In 1966, Edward Brooke III became the first African-American United States Senator elected by popular vote. Sen. Brooke died on Jan. 3 at 95.Brooke was born in Washington, D.C. on October 26, 1919. He entered Howard University, graduating in 1941. Shortly after the Japanese attack on Pearl Harbor, Brooke entered the U.S. Army and fought in World War II. His service and time in combat later earned him the Bronze Star award.
After five years in the military, Brooke entered the Boston University School Of Law and remained in the state to hammer out his political career.

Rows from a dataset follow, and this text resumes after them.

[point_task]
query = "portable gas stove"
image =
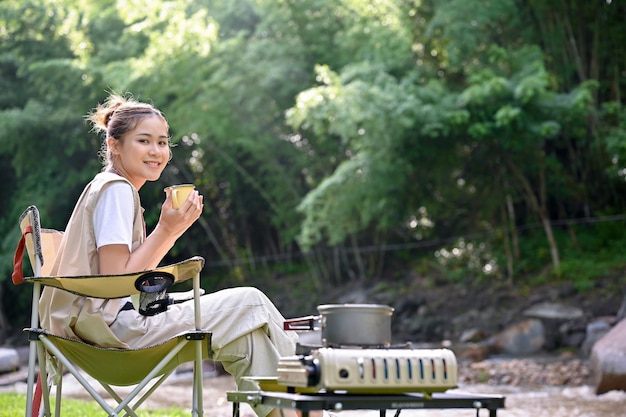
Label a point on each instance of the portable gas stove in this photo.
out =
(371, 371)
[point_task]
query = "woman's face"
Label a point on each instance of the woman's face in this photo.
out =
(142, 154)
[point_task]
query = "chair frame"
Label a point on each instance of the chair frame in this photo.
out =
(191, 346)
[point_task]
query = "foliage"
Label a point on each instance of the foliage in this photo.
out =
(12, 405)
(326, 134)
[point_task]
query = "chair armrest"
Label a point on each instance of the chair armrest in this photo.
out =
(122, 285)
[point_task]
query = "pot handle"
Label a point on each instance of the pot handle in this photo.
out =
(301, 323)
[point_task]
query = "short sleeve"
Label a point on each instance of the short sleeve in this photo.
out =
(113, 216)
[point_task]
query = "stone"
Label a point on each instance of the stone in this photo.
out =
(523, 338)
(554, 311)
(608, 360)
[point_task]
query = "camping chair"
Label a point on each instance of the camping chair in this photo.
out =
(108, 366)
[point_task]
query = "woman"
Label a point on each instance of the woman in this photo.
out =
(106, 235)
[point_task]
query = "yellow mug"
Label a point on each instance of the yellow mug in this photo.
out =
(180, 193)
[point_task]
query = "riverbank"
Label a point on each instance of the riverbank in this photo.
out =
(538, 387)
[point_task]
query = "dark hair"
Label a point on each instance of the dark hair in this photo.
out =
(117, 116)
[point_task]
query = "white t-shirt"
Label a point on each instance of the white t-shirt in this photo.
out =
(113, 216)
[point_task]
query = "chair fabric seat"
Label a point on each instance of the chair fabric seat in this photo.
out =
(125, 367)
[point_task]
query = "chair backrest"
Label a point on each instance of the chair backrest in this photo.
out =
(41, 245)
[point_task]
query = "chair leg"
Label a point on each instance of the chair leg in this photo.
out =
(198, 407)
(43, 380)
(30, 385)
(36, 399)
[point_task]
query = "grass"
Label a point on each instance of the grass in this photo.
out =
(14, 405)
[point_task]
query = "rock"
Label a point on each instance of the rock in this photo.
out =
(9, 360)
(608, 360)
(471, 335)
(594, 332)
(554, 311)
(524, 338)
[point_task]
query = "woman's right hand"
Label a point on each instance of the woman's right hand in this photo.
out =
(177, 221)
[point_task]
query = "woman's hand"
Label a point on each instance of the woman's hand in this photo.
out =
(177, 221)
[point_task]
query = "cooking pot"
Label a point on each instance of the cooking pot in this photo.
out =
(364, 325)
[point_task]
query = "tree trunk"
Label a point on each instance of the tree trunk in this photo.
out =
(539, 207)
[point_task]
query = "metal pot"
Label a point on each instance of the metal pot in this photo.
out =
(364, 325)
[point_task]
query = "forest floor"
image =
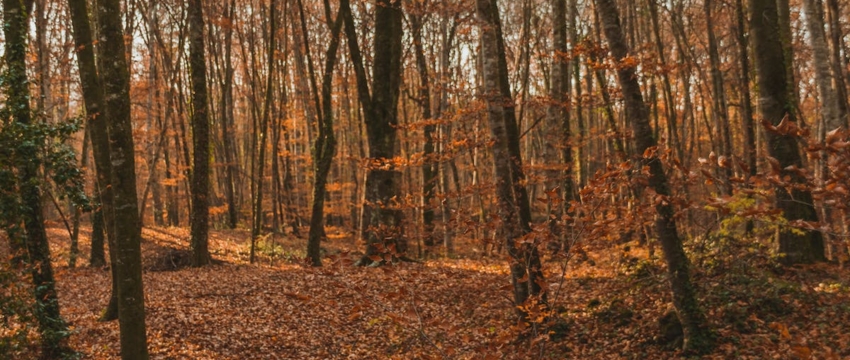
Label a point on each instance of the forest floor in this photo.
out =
(608, 304)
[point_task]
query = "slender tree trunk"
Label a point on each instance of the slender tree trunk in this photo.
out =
(227, 124)
(776, 108)
(200, 137)
(93, 98)
(514, 209)
(46, 310)
(380, 109)
(430, 167)
(746, 102)
(835, 34)
(324, 148)
(558, 146)
(697, 338)
(720, 114)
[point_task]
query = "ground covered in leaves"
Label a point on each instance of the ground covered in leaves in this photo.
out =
(608, 304)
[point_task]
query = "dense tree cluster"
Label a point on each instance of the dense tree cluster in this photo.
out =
(527, 128)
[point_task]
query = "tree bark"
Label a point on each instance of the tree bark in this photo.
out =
(200, 137)
(383, 236)
(128, 265)
(513, 205)
(798, 246)
(430, 166)
(324, 148)
(97, 119)
(696, 335)
(46, 309)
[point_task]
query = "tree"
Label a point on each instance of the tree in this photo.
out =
(777, 111)
(429, 167)
(513, 205)
(558, 116)
(823, 70)
(380, 110)
(200, 137)
(93, 99)
(696, 334)
(125, 217)
(325, 146)
(26, 159)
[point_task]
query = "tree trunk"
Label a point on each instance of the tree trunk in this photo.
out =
(46, 310)
(696, 334)
(227, 125)
(558, 146)
(823, 72)
(116, 85)
(383, 179)
(746, 102)
(838, 73)
(93, 98)
(720, 109)
(430, 166)
(324, 148)
(798, 246)
(513, 205)
(200, 137)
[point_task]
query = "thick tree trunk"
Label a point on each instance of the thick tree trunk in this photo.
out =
(93, 98)
(513, 205)
(776, 107)
(697, 337)
(380, 110)
(823, 71)
(200, 137)
(128, 264)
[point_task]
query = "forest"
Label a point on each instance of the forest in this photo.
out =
(424, 179)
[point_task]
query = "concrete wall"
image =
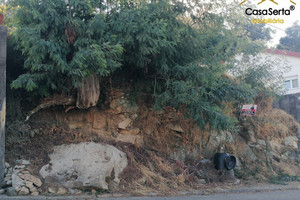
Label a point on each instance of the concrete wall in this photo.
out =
(291, 66)
(290, 104)
(3, 32)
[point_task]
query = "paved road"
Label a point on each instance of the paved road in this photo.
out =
(274, 195)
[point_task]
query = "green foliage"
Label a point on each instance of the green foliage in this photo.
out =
(172, 50)
(291, 41)
(179, 56)
(63, 43)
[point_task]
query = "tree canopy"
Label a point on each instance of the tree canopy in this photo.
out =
(177, 52)
(291, 41)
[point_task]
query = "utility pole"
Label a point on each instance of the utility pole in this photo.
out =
(3, 40)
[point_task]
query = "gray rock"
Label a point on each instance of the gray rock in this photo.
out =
(30, 186)
(85, 164)
(19, 167)
(291, 141)
(11, 191)
(124, 124)
(34, 193)
(23, 191)
(36, 181)
(7, 165)
(62, 191)
(202, 181)
(52, 190)
(176, 127)
(8, 183)
(17, 182)
(23, 162)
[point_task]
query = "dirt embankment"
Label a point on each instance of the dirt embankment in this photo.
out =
(166, 151)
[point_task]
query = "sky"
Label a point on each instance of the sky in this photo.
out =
(288, 19)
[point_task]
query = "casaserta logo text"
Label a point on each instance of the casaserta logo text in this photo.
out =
(270, 11)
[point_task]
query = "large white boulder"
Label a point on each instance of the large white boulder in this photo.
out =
(85, 164)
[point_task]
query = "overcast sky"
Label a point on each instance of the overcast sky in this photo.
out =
(288, 20)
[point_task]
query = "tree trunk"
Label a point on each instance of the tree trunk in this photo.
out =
(88, 93)
(3, 31)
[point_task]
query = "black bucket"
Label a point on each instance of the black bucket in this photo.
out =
(224, 160)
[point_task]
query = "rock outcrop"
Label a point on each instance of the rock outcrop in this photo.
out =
(85, 165)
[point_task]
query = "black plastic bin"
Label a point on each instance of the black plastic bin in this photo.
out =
(224, 160)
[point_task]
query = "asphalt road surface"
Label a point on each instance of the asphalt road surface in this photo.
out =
(273, 195)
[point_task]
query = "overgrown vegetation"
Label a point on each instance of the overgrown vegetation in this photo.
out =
(178, 53)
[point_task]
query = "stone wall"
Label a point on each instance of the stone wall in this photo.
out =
(290, 104)
(3, 32)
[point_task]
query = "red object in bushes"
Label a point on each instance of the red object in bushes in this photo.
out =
(1, 19)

Brooke’s first foray into politics was a failed House of Representatives bid in 1950.
Running in both the Democratic and Republican primaries, Brooke won on the Republican ticket, thus cementing his political affiliation for years to come.

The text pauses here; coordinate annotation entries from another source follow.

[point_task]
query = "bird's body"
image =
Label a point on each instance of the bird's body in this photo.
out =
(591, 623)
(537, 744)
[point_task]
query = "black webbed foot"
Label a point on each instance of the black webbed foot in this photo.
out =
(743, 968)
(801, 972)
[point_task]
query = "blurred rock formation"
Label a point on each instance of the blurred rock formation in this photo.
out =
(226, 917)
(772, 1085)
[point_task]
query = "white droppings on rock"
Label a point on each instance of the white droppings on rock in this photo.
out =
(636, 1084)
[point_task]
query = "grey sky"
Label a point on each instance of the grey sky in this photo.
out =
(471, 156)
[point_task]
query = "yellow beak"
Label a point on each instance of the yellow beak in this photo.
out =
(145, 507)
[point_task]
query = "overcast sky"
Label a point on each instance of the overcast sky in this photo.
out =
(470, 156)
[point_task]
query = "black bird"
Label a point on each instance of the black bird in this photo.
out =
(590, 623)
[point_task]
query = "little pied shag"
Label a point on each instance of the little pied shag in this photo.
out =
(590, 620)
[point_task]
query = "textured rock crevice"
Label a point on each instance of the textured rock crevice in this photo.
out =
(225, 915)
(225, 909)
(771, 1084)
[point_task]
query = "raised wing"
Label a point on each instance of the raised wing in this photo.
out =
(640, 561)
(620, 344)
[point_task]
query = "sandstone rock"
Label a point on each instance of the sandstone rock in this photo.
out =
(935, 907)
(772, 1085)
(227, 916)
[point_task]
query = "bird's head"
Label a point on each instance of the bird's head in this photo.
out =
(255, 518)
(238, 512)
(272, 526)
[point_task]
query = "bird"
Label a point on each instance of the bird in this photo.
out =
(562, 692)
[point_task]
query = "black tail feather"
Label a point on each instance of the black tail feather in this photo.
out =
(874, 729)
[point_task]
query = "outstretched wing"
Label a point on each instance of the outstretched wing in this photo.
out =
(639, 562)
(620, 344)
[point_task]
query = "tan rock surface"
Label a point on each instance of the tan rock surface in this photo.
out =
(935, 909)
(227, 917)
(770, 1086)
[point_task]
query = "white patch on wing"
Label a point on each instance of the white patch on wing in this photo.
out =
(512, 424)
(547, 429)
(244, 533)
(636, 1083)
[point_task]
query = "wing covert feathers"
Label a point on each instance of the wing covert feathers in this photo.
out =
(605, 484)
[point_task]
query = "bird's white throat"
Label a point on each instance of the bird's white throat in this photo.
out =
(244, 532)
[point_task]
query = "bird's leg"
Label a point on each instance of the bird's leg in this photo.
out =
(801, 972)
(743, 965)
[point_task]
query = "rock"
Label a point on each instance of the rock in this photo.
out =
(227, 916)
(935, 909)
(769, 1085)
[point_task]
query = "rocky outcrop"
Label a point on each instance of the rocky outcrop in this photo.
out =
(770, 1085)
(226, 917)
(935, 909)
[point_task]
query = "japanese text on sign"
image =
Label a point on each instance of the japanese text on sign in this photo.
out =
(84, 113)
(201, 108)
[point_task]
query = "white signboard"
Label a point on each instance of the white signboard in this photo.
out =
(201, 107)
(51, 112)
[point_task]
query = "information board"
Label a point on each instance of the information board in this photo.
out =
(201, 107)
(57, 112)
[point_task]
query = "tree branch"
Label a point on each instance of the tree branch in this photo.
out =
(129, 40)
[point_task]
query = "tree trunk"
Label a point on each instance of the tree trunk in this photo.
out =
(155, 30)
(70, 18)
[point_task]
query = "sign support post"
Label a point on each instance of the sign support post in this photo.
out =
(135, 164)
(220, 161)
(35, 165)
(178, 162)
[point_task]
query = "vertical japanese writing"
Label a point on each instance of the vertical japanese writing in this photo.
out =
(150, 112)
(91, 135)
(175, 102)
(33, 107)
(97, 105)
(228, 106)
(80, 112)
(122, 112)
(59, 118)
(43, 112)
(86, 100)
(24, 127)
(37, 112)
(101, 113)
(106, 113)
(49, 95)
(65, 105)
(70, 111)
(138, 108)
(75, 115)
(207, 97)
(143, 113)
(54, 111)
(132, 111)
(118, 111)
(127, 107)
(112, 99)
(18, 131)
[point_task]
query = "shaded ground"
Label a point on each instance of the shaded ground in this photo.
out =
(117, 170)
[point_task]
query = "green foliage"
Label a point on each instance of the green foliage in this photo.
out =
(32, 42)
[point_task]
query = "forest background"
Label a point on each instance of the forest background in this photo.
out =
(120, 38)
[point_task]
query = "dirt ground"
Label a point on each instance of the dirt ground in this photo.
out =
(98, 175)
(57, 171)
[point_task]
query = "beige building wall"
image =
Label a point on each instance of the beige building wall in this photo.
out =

Governor John Volpe hired Brooke for a series of jobs, which eventually led to his election as the nation’s first Black Attorney General. According to published accounts, President John F. Kennedy said it was the “biggest news in the country” despite it being the same day his brother Edward won a U.S. Senate seat.
As a liberal Republican who identified with centrist politics most of all, Brooke was able to cross party lines in order to govern accordingly. Brooke shunned political labels, focusing on housing discrimination, championing civil rights and challenging his party to match Democrats in creating social programs.